Calculating 3D Density of States for a Dispersion Relation | Homework Solution

[Kara386]

Homework Statement

Calculate the single-particle density of states $g(\epsilon)$ for the dispersion relation $\epsilon(k) = ak^{\frac{3}{2}}$ in 3D. Use $g(k) = \frac{Vk^2}{2\pi^2}$.

Homework Equations

The Attempt at a Solution

This question is worth lots of marks. My solution is a few lines, so it must be wrong, but I have no idea why. So rearranging the dispersion relation gives
$k = (\frac{\epsilon}{a})^{\frac{3}{2}}$, so that $dk = \frac{3}{2a} \epsilon^{0.5} d\epsilon$.

$g(k)dk = \frac{Vk^2}{2 \pi^2} dk$
Sub in the expressions for k and dk:
$g(\epsilon)d\epsilon = \frac{V\epsilon^6}{2\pi^2a^6} \frac{3}{2a}\epsilon^{\frac{1}{2}}$
$= \frac{3V\epsilon^{\frac{13}{2}}}{4\pi^2a^7} d\epsilon$
And then you can look at that and go
$g(\epsilon) = \frac{3V\epsilon^{\frac{13}{2}}}{4\pi^2a^7}$

I've clearly missed something massive or a few massive things, so any help is very much appreciated! If it looks ok let me know, but I'm slightly paranoid that I'm getting more marks for this than something that required two pages of workings.

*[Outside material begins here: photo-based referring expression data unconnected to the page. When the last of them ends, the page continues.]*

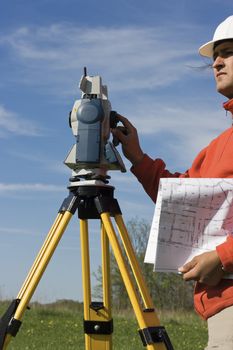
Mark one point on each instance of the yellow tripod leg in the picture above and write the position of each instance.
(145, 320)
(96, 315)
(106, 283)
(39, 267)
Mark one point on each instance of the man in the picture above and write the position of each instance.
(213, 297)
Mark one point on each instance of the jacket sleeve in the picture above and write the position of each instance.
(225, 253)
(149, 172)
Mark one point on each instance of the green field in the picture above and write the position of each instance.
(59, 326)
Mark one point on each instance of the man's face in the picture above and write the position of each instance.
(223, 68)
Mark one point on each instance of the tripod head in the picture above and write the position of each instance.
(91, 119)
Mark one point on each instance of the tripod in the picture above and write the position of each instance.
(93, 202)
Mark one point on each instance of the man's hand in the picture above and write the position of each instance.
(128, 137)
(204, 268)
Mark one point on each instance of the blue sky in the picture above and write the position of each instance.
(146, 53)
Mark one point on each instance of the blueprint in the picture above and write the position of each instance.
(191, 216)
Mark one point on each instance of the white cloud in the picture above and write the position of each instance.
(130, 57)
(37, 187)
(11, 123)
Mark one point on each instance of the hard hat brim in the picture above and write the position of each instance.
(207, 49)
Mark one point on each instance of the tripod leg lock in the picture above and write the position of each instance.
(98, 327)
(153, 335)
(8, 324)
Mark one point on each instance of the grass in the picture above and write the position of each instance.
(59, 326)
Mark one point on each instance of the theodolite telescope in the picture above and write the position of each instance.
(91, 120)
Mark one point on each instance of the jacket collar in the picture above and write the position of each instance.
(229, 106)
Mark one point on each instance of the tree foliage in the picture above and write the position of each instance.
(168, 290)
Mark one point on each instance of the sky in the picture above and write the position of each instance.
(147, 54)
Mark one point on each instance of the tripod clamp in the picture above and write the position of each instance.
(8, 324)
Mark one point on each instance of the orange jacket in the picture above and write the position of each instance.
(216, 161)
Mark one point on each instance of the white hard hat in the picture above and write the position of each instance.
(223, 32)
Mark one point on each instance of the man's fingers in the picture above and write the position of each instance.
(125, 121)
(119, 133)
(187, 267)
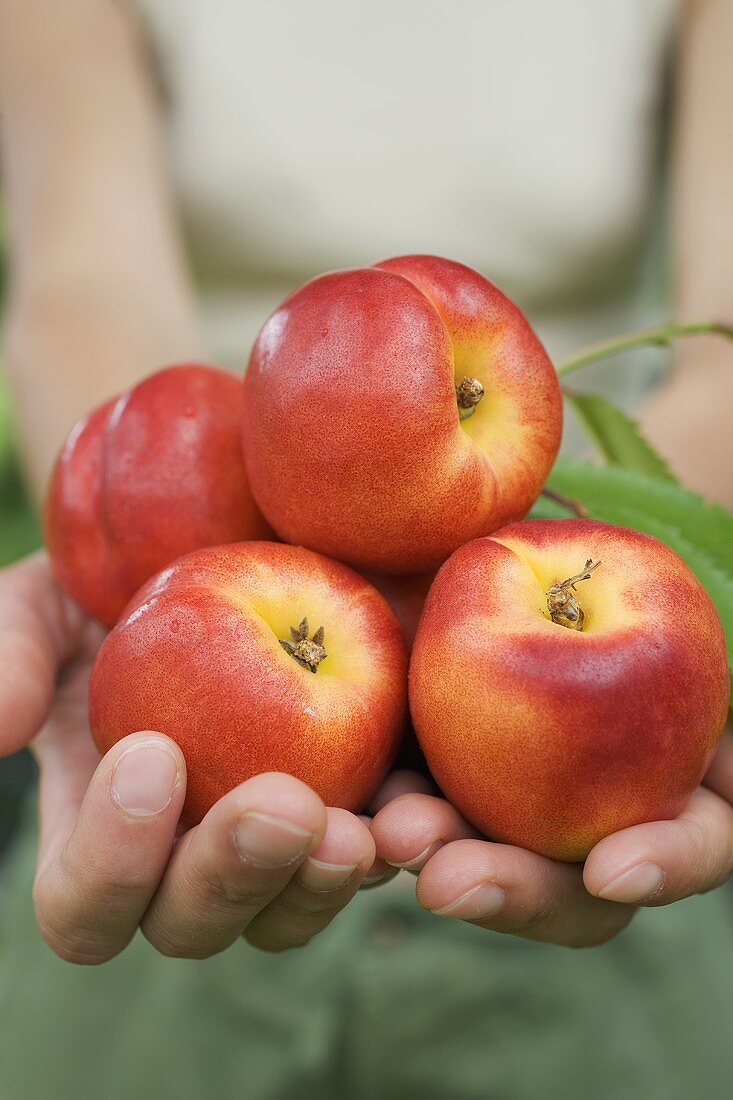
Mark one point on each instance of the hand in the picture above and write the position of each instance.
(270, 861)
(507, 889)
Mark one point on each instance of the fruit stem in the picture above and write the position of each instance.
(307, 651)
(469, 393)
(662, 336)
(562, 605)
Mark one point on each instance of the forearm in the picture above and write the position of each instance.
(72, 345)
(689, 418)
(99, 293)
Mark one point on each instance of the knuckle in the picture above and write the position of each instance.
(175, 948)
(272, 943)
(73, 945)
(206, 883)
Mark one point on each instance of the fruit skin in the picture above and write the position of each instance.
(144, 479)
(353, 444)
(549, 738)
(196, 656)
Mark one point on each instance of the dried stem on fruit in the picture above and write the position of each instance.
(307, 651)
(561, 603)
(469, 392)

The only thing I can think is that the expressions I've been given aren't for 3D but looking on the internet they do seem to be 3D.

 

[TSny]

So rearranging the dispersion relation gives
$k = (\frac{\epsilon}{a})^{\frac{3}{2}}$

You made a mistake in solving for $k$ as a function of $\epsilon$.

Otherwise, I believe your general method is correct.